The dream of producing high amounts of clean energy has been pursued for more than seven decades, and now it seems we have taken the first “tentative” steps towards it. Thermonuclear fusion is a very powerful way of producing energy, which powers the stars. Today’s nuclear power plants are fueled by nuclear fission, which splits atoms to release energy, but this method results in radioactive waste that can persist for thousands of years and therefore must be stored very carefully.

Controlled nuclear fusion, on the other hand, produces limited radioactive waste. The problem is that it is technically much more difficult to achieve in the first place. In nuclear fusion, lighter atoms combine to form heavier ones. In the Sun, this occurs when a proton, typically the nucleus of a hydrogen atom, combines with other protons to form helium.

Getting atoms to fuse requires a combination of high pressure and high temperature. The intense gravity generated by the Sun’s giant mass easily facilitates this. But on Earth, it is quite difficult to produce this “ignition” and to keep it under control.

NIF made the ignition possible by heating a small capsule full of heavy hydrogen isotopes, tritium, and deuterium, to a temperature of over 300 million degrees Celcius with 192 high-power lasers directed to it.

However, the reaction still failed to generate enough energy to power the laser power supplies and other systems of the NIF experiment.
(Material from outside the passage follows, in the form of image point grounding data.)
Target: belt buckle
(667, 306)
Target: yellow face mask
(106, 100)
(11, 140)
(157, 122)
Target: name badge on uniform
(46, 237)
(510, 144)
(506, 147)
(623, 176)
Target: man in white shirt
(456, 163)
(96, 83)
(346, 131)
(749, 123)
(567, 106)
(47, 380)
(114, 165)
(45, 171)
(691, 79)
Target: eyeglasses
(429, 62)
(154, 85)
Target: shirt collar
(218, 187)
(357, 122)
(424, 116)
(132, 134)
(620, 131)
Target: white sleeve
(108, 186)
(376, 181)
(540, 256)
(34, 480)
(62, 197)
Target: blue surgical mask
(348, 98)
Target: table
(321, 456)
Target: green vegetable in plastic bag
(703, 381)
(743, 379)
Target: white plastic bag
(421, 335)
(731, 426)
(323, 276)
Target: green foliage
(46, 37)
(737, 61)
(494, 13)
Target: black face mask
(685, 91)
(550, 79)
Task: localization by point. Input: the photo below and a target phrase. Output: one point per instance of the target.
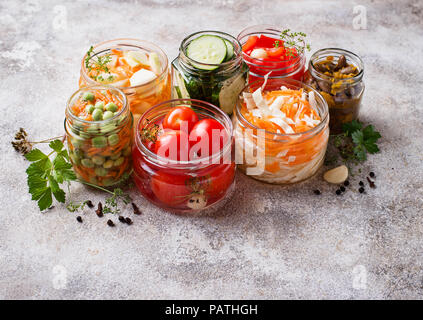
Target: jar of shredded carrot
(98, 127)
(281, 129)
(137, 67)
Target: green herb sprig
(294, 40)
(47, 172)
(356, 142)
(98, 63)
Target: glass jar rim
(74, 117)
(190, 163)
(340, 51)
(237, 51)
(156, 49)
(265, 29)
(324, 118)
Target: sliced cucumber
(229, 50)
(180, 88)
(207, 49)
(229, 92)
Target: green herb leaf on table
(355, 141)
(46, 175)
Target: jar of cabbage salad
(281, 129)
(210, 68)
(137, 67)
(98, 128)
(338, 76)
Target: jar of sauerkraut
(139, 68)
(281, 131)
(99, 134)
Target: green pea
(111, 107)
(88, 96)
(119, 161)
(100, 171)
(98, 160)
(99, 105)
(109, 127)
(108, 115)
(108, 164)
(113, 139)
(109, 182)
(99, 142)
(127, 151)
(97, 115)
(87, 163)
(89, 108)
(116, 156)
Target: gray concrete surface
(270, 242)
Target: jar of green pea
(98, 127)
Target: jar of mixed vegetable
(139, 68)
(99, 133)
(338, 75)
(281, 130)
(209, 68)
(182, 156)
(266, 50)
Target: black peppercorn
(110, 223)
(90, 204)
(136, 209)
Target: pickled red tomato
(180, 118)
(172, 145)
(207, 135)
(174, 188)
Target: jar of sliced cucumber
(98, 127)
(209, 67)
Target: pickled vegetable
(99, 142)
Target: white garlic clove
(336, 175)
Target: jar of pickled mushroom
(139, 68)
(182, 156)
(266, 54)
(99, 134)
(338, 75)
(281, 131)
(209, 67)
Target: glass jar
(141, 97)
(184, 186)
(279, 158)
(343, 95)
(219, 86)
(293, 68)
(100, 151)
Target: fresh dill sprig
(294, 40)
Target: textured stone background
(269, 242)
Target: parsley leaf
(44, 175)
(355, 141)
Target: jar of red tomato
(183, 156)
(265, 52)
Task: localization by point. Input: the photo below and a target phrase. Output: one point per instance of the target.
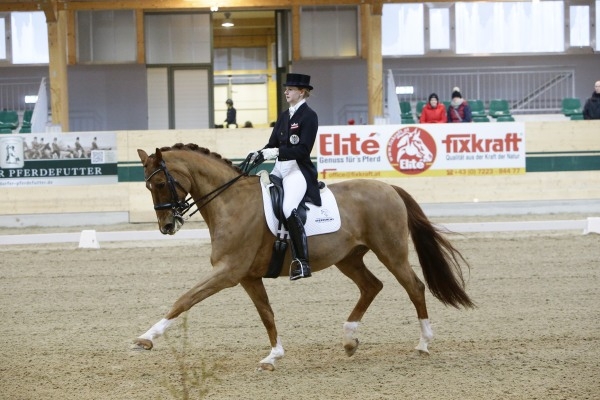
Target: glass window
(579, 23)
(439, 28)
(2, 42)
(29, 38)
(178, 38)
(402, 30)
(106, 36)
(509, 27)
(338, 24)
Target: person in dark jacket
(231, 114)
(291, 142)
(591, 109)
(459, 109)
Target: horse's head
(168, 189)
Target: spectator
(591, 109)
(291, 143)
(434, 111)
(459, 110)
(231, 121)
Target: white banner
(388, 151)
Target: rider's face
(293, 95)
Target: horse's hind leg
(354, 268)
(257, 292)
(414, 288)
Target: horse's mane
(195, 148)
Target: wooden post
(372, 35)
(59, 88)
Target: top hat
(456, 93)
(298, 80)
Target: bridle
(180, 207)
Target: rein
(180, 207)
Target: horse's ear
(143, 155)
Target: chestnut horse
(374, 216)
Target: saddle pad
(319, 220)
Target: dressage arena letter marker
(88, 240)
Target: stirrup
(299, 270)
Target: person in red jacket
(434, 111)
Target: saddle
(281, 243)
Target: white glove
(270, 154)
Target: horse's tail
(439, 259)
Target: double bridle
(179, 206)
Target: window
(29, 34)
(402, 30)
(178, 39)
(106, 36)
(339, 25)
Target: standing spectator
(291, 143)
(459, 110)
(591, 109)
(434, 111)
(231, 115)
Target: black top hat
(298, 80)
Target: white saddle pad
(319, 220)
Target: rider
(291, 142)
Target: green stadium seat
(477, 108)
(420, 105)
(576, 117)
(9, 120)
(505, 118)
(499, 108)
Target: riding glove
(253, 156)
(270, 153)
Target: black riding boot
(299, 268)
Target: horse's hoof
(143, 344)
(266, 367)
(350, 348)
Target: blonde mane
(202, 150)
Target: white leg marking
(157, 329)
(277, 353)
(426, 336)
(350, 329)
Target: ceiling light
(228, 22)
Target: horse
(375, 216)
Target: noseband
(180, 207)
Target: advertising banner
(28, 160)
(393, 151)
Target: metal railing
(528, 90)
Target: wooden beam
(59, 88)
(374, 64)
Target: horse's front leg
(218, 279)
(257, 292)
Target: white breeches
(294, 184)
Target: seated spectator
(591, 109)
(459, 110)
(434, 111)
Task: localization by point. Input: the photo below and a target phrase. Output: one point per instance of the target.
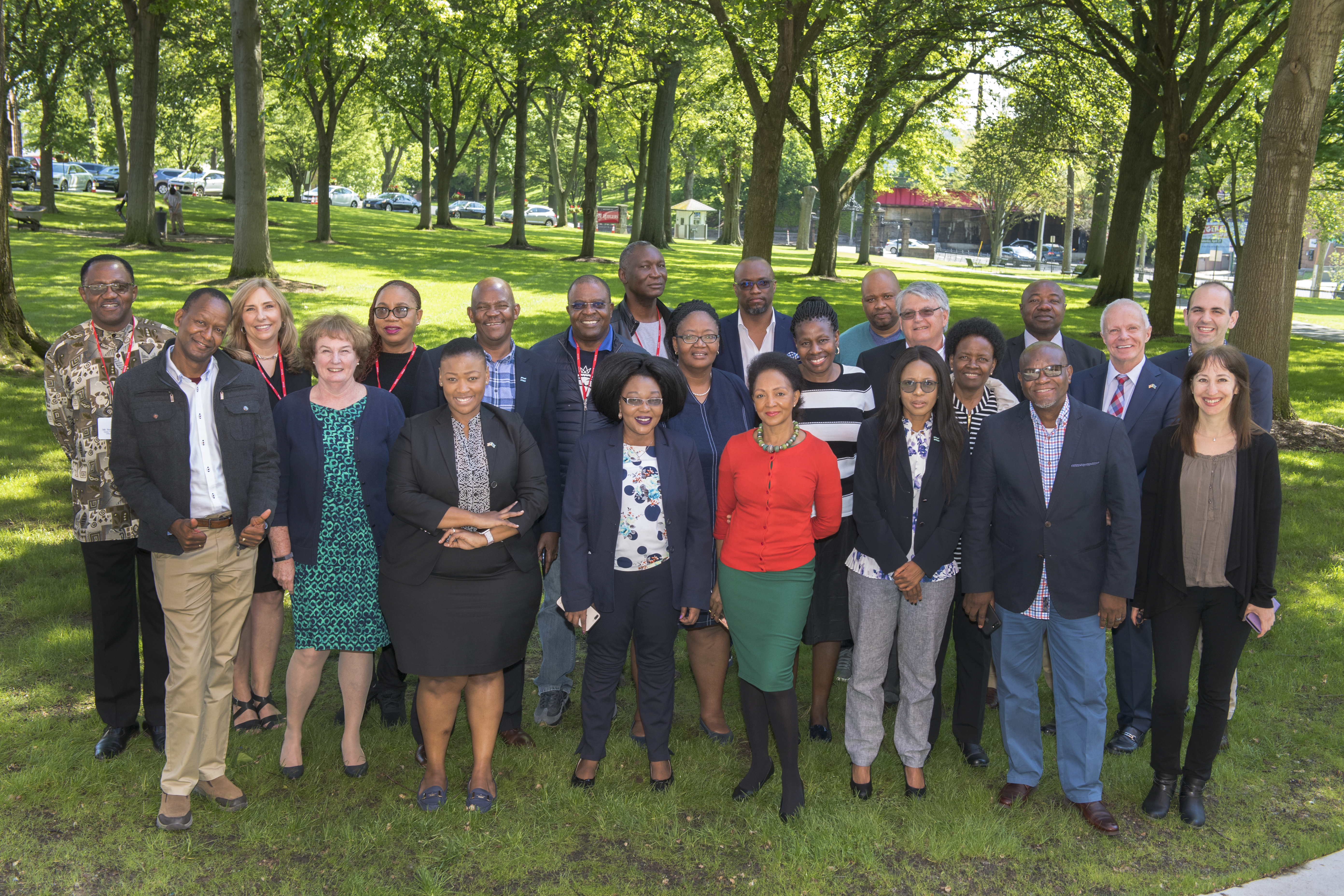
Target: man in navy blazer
(523, 383)
(1209, 315)
(1147, 398)
(756, 327)
(1046, 476)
Even though the experiment is truly a scientific major breakthrough, it is not yet clear if the results will be usable and what needs to be done to convert it into clean energy. It may take years for the energy required to operate the system to be obtained from natural and renewable sources. Still, scientists and engineers now have a laboratory system to guide them on the road to providing clean fusion energy.